Over the course of recent decades, mixed use developments became extremely popular with developers, municipal jurisdictions, and users. The notion of sustainable walkable communities has seen a proliferation of “self-contained communities” to support the growing desire for a more compact lifestyle where living, work and recreation coexist. The COVID Pandemic will result in the development of new regulation and a fresh look at development as a whole, but clearly with self-contained walkable communities and mixed use. Especially where users live on top of the commercial, retail, restaurant and recreational spaces they frequent.

Energy efficiency through sealed buildings had already begun to fade, air flow and fresh sources of filtered air will see increased interest and likely regulatory focus. The need to regulate how people congregate and the general flow through space may take on a regulatory aspect.
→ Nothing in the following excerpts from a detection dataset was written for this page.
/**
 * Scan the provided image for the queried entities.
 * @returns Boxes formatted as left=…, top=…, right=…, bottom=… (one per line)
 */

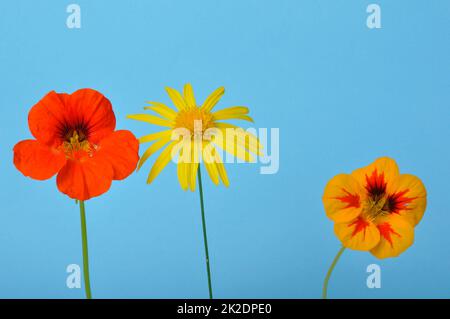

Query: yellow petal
left=144, top=102, right=177, bottom=121
left=127, top=114, right=173, bottom=127
left=322, top=174, right=365, bottom=223
left=334, top=217, right=380, bottom=251
left=202, top=86, right=225, bottom=112
left=214, top=122, right=263, bottom=155
left=214, top=151, right=230, bottom=187
left=213, top=134, right=255, bottom=162
left=213, top=113, right=253, bottom=122
left=147, top=141, right=179, bottom=184
left=177, top=150, right=189, bottom=191
left=370, top=214, right=414, bottom=259
left=166, top=87, right=187, bottom=110
left=203, top=142, right=219, bottom=185
left=183, top=83, right=197, bottom=108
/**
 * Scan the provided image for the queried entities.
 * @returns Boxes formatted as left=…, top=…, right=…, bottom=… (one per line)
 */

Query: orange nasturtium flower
left=322, top=157, right=427, bottom=297
left=14, top=89, right=139, bottom=298
left=128, top=84, right=262, bottom=298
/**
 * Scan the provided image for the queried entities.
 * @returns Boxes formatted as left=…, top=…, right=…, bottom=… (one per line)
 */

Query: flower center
left=63, top=130, right=93, bottom=157
left=175, top=107, right=214, bottom=136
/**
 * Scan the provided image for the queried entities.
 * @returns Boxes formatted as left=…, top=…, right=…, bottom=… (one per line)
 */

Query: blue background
left=0, top=0, right=450, bottom=298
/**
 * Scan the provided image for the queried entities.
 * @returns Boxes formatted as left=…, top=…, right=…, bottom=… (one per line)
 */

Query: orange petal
left=56, top=157, right=114, bottom=200
left=334, top=217, right=380, bottom=250
left=322, top=174, right=364, bottom=223
left=14, top=140, right=66, bottom=180
left=28, top=91, right=67, bottom=145
left=352, top=157, right=400, bottom=197
left=370, top=214, right=414, bottom=259
left=66, top=89, right=116, bottom=143
left=95, top=130, right=139, bottom=180
left=386, top=174, right=427, bottom=226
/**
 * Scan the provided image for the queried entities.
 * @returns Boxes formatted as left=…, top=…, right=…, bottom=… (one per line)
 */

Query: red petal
left=56, top=157, right=113, bottom=200
left=14, top=140, right=66, bottom=180
left=28, top=91, right=67, bottom=145
left=67, top=89, right=116, bottom=143
left=95, top=130, right=139, bottom=180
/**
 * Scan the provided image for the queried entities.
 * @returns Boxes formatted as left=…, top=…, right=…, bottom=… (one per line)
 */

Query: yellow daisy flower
left=128, top=84, right=262, bottom=299
left=127, top=84, right=262, bottom=191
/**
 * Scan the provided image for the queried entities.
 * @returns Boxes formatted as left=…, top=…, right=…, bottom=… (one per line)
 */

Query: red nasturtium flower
left=14, top=89, right=139, bottom=201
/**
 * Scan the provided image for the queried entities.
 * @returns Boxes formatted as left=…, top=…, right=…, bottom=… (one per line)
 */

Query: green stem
left=198, top=165, right=213, bottom=299
left=322, top=246, right=345, bottom=299
left=79, top=200, right=92, bottom=299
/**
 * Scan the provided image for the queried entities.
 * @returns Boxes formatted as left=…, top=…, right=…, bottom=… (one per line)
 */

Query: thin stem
left=79, top=200, right=92, bottom=299
left=322, top=246, right=345, bottom=299
left=198, top=165, right=213, bottom=299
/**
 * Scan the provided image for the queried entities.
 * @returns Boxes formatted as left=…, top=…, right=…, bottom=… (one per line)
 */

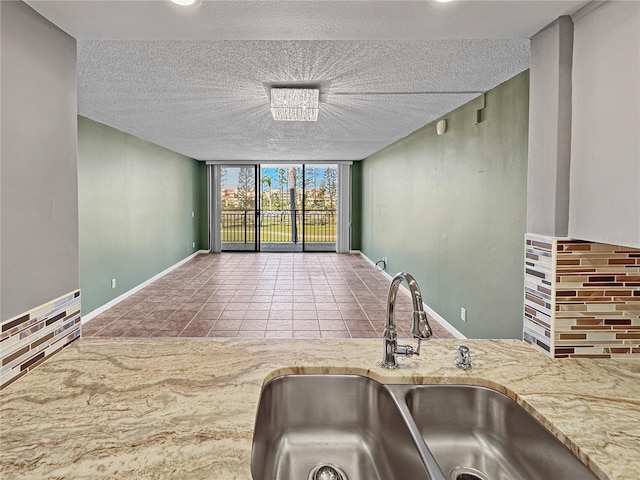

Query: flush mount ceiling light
left=271, top=88, right=320, bottom=122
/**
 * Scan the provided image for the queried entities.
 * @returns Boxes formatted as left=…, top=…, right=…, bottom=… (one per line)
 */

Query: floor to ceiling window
left=211, top=164, right=340, bottom=252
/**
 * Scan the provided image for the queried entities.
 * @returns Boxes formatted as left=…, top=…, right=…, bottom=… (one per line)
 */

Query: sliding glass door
left=212, top=164, right=340, bottom=252
left=302, top=165, right=338, bottom=252
left=219, top=165, right=260, bottom=252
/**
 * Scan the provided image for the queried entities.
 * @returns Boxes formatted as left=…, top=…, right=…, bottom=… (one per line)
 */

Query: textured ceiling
left=27, top=0, right=586, bottom=162
left=78, top=40, right=529, bottom=161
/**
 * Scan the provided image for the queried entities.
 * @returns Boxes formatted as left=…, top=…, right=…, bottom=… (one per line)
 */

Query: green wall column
left=361, top=71, right=529, bottom=338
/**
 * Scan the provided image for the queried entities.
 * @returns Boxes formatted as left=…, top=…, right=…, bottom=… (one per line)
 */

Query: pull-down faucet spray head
left=380, top=272, right=432, bottom=368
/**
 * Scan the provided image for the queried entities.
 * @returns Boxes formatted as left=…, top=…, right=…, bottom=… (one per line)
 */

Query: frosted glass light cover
left=271, top=88, right=320, bottom=122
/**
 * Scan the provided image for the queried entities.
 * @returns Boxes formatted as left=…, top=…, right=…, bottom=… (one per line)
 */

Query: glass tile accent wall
left=0, top=290, right=81, bottom=389
left=524, top=235, right=640, bottom=358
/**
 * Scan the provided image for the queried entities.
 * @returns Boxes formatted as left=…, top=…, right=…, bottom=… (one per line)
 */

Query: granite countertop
left=0, top=339, right=640, bottom=480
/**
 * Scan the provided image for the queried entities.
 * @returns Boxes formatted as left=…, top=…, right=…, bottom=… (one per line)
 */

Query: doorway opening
left=219, top=164, right=338, bottom=252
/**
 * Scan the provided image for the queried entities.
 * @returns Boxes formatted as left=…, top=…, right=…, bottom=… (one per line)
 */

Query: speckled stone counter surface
left=0, top=339, right=640, bottom=480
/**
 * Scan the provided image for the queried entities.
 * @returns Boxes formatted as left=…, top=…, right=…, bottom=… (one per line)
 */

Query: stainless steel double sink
left=251, top=375, right=597, bottom=480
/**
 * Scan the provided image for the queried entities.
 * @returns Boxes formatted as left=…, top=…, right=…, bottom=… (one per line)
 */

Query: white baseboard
left=82, top=250, right=209, bottom=324
left=352, top=250, right=467, bottom=339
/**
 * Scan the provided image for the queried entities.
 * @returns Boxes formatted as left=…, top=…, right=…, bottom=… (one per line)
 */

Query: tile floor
left=82, top=252, right=453, bottom=339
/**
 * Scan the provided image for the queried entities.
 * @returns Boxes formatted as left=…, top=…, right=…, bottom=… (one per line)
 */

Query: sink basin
left=251, top=375, right=431, bottom=480
left=251, top=375, right=597, bottom=480
left=406, top=385, right=597, bottom=480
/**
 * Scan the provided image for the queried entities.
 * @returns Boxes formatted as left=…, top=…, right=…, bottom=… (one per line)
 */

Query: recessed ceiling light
left=271, top=87, right=320, bottom=122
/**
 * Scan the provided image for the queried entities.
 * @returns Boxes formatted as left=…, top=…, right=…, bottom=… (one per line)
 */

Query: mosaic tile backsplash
left=0, top=290, right=81, bottom=389
left=524, top=235, right=640, bottom=358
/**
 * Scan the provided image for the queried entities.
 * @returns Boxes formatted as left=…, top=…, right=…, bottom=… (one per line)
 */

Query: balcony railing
left=222, top=210, right=336, bottom=243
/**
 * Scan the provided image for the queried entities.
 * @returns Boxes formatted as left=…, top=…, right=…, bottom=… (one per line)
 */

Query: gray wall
left=361, top=72, right=529, bottom=338
left=527, top=16, right=573, bottom=237
left=78, top=117, right=207, bottom=314
left=0, top=2, right=79, bottom=320
left=569, top=1, right=640, bottom=248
Occupancy limits already exist for general safety, perhaps viral exposure may now factor into those calculations, and the imposition of formal requirements for table and general distancing in floor space. A demand for (and likely regulatory requirements), may extend into amenities that feature no touch surfaces, doors, toilets, sinks, retail checkout, retail goods selection, shelving, clothing racks, elevators, windows. Internet orders and drive up pickup may see a continued demand for convenience and safety. Ever-present hand sanitizer and disinfecting wipes will become required and as common place as a box of tissue.
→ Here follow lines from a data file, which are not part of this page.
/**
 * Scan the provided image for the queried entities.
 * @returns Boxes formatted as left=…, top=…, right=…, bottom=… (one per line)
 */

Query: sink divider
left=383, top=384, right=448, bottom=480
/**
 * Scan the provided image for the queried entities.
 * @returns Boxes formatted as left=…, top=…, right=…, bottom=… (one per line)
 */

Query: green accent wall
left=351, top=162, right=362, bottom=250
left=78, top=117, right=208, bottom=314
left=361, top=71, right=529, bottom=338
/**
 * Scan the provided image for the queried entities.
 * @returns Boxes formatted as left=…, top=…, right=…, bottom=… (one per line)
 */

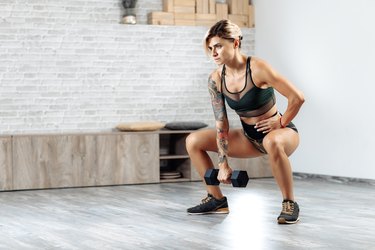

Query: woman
left=186, top=20, right=304, bottom=224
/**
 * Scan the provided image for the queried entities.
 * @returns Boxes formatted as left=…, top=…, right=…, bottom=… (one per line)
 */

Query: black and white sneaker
left=277, top=200, right=299, bottom=224
left=187, top=194, right=229, bottom=214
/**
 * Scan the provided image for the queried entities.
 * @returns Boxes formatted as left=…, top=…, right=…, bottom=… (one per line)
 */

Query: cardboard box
left=163, top=0, right=174, bottom=12
left=216, top=3, right=228, bottom=21
left=227, top=0, right=249, bottom=15
left=195, top=0, right=209, bottom=14
left=228, top=14, right=249, bottom=28
left=173, top=5, right=195, bottom=14
left=208, top=0, right=216, bottom=14
left=174, top=13, right=195, bottom=26
left=248, top=5, right=255, bottom=28
left=173, top=0, right=195, bottom=7
left=195, top=14, right=216, bottom=27
left=147, top=11, right=174, bottom=25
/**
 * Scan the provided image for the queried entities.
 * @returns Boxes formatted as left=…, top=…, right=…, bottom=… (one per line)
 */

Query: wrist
left=279, top=116, right=286, bottom=128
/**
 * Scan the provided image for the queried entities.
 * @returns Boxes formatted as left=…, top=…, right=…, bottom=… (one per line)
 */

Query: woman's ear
left=233, top=39, right=240, bottom=49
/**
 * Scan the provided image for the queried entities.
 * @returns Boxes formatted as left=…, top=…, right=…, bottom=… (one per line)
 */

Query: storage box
left=248, top=5, right=255, bottom=28
left=208, top=0, right=216, bottom=14
left=228, top=14, right=249, bottom=28
left=163, top=0, right=174, bottom=12
left=195, top=0, right=210, bottom=14
left=227, top=0, right=249, bottom=15
left=195, top=14, right=216, bottom=27
left=216, top=3, right=228, bottom=21
left=147, top=12, right=174, bottom=25
left=174, top=13, right=195, bottom=26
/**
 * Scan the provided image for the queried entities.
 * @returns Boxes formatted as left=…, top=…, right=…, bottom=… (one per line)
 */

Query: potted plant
left=121, top=0, right=137, bottom=24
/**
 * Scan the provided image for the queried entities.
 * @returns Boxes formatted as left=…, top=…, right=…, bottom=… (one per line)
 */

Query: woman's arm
left=208, top=75, right=229, bottom=168
left=253, top=58, right=305, bottom=127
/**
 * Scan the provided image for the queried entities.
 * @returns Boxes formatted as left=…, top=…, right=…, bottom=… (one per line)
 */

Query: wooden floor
left=0, top=178, right=375, bottom=250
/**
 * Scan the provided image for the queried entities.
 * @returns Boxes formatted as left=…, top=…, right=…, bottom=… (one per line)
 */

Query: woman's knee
left=186, top=130, right=216, bottom=152
left=263, top=135, right=285, bottom=156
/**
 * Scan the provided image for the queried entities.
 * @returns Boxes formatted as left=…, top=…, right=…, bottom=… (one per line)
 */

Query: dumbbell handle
left=204, top=168, right=249, bottom=187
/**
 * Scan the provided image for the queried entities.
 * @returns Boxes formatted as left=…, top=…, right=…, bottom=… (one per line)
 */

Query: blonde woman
left=186, top=20, right=304, bottom=224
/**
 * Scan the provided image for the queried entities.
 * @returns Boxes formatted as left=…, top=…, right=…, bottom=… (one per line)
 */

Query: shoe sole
left=277, top=217, right=299, bottom=224
left=188, top=208, right=229, bottom=215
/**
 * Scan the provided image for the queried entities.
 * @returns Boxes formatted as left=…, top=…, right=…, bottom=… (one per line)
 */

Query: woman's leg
left=263, top=128, right=299, bottom=200
left=186, top=129, right=262, bottom=199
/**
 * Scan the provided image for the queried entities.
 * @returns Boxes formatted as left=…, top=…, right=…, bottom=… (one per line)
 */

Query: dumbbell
left=204, top=168, right=249, bottom=187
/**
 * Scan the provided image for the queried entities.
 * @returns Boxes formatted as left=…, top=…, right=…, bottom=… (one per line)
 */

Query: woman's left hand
left=254, top=115, right=281, bottom=134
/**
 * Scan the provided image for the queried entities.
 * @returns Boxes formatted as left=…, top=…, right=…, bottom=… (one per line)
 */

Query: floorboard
left=0, top=178, right=375, bottom=250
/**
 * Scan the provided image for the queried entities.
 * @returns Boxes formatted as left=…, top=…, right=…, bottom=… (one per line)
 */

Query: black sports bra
left=221, top=57, right=276, bottom=117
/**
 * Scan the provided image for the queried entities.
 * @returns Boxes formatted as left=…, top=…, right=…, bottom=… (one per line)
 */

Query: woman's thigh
left=263, top=128, right=299, bottom=156
left=188, top=129, right=263, bottom=158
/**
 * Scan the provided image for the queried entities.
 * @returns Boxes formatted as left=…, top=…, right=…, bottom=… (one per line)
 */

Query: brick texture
left=0, top=0, right=254, bottom=134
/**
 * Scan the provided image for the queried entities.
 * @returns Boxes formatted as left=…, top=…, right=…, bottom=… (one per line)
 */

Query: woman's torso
left=218, top=57, right=277, bottom=124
The importance of all this however is to note that management of risk means mitigation. The traditional legal defenses like force majeure and impractability continue to erode in favor of reasonable foreseeability of extreme events. Successful developers and their attorneys will plan for these contingencies both to protect their uses and themselves in an ever changing regulatory environment. Proper engineering and design are necessary to protect the people that live and work in these communities and the companies and contractors that establish them. Resilient real estate development must adapt and engineer buildings and communities sustainable under foreseeable extreme conditions.